Meer zicht op Gods soeverein handelen en verkiezen geeft meer vreugde in Zijn genade, is zijn overtuiging. „De gloed van de liefde trekt dan door de verkondiging heen. Het stof waait eraf. Want dit besef is een heilige en intense stimulans om de Schriften te openen, te kloppen op de woorden van de Schrift, net zo lang tot ik de stem van mijn Koning erin hoor.”
De Utrechtse hoogleraar prof. dr. F. G. Immink sprak over de positie van de hervormd-gereformeerde richting in de Protestantse Kerk in Nederland (PKN). Volgens hem heeft de GB een imagoprobleem. „Bij de buitenwacht staan we te boek als een groepering die voortdurend op de rem trapt. In het fusieproces is dat beeld nog eens versterkt. Het was steeds tegen, tegen, en nog eens tegen, welke ruimte er ook geboden werd.”
Het liefst wil hij van dat imago af. „Het klopt ook niet met datgene waar de beweging ten diepste voor staat: bevordering van de bevindelijk gereformeerde geloofstraditie. Een rijke, door en door kerkelijke traditie, diep verankerd in het calvinisme. Niet iets om je voor te schamen.”
Welke plaats neemt de Gereformeerde Bond in in de brede Protestantse Kerk? Prof. Immink: „We willen de PKN voortdurend bepalen bij de gereformeerde grondslag en streven naar bevordering van het bevindelijke leven. Kortom, protestants-gereformeerd met een bevindelijk trekje.” Aandacht voor bevinding en waarheid is naar zijn mening kenmerkend voor de geloofsbeleving in de GB. „Met het woord bevinding komen we in de sfeer van de heilsorde, van de toe-eigening, van de geloofservaring, van de subjectieve betrokkenheid. Met het woord waarheid komen we meer in de sfeer van de belijdenis. Het gaat de GB om „de verbreiding en de verdediging van de Waarheid” in het midden van de kerk.”
Daarmee heeft de GB de gereformeerde belijdenis hoog in het vaandel staan. „Maar er wordt over gesproken in termen van waarheid en dat klinkt aanmatigend. Alsof je de waarheid in pacht hebt. Waarheid verwijst naar de werkelijkheid van de levende God, naar Jezus Christus, die de waarheid is. Wanneer die verwijzende functie achterwege blijft, zitten we inderdaad verkeerd.”

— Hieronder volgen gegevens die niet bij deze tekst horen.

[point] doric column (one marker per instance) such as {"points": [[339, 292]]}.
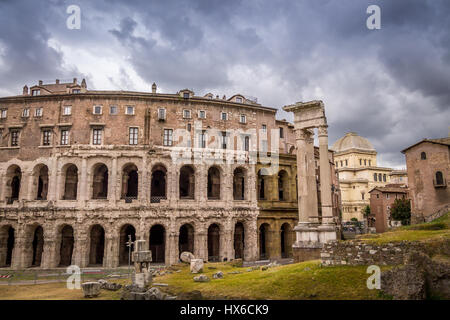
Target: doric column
{"points": [[114, 182], [84, 188], [53, 180], [325, 175]]}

De GB moet isolement binnen de PKN vermijden, vindt hij. „Als er geen verkeer is met het geheel der kerk, lopen we dan niet rond in het eigen kringetje? Dat is niet gezond. Is het wel verstandig om eindeloos hervormde gemeente te willen blijven in de Protestantse Kerk in Nederland? Het is maar een vraag. Mijn hoop is dat we niet al te zeer het isolement zoeken. Daarvoor is de gereformeerde traditie waarin we staan te waardevol.”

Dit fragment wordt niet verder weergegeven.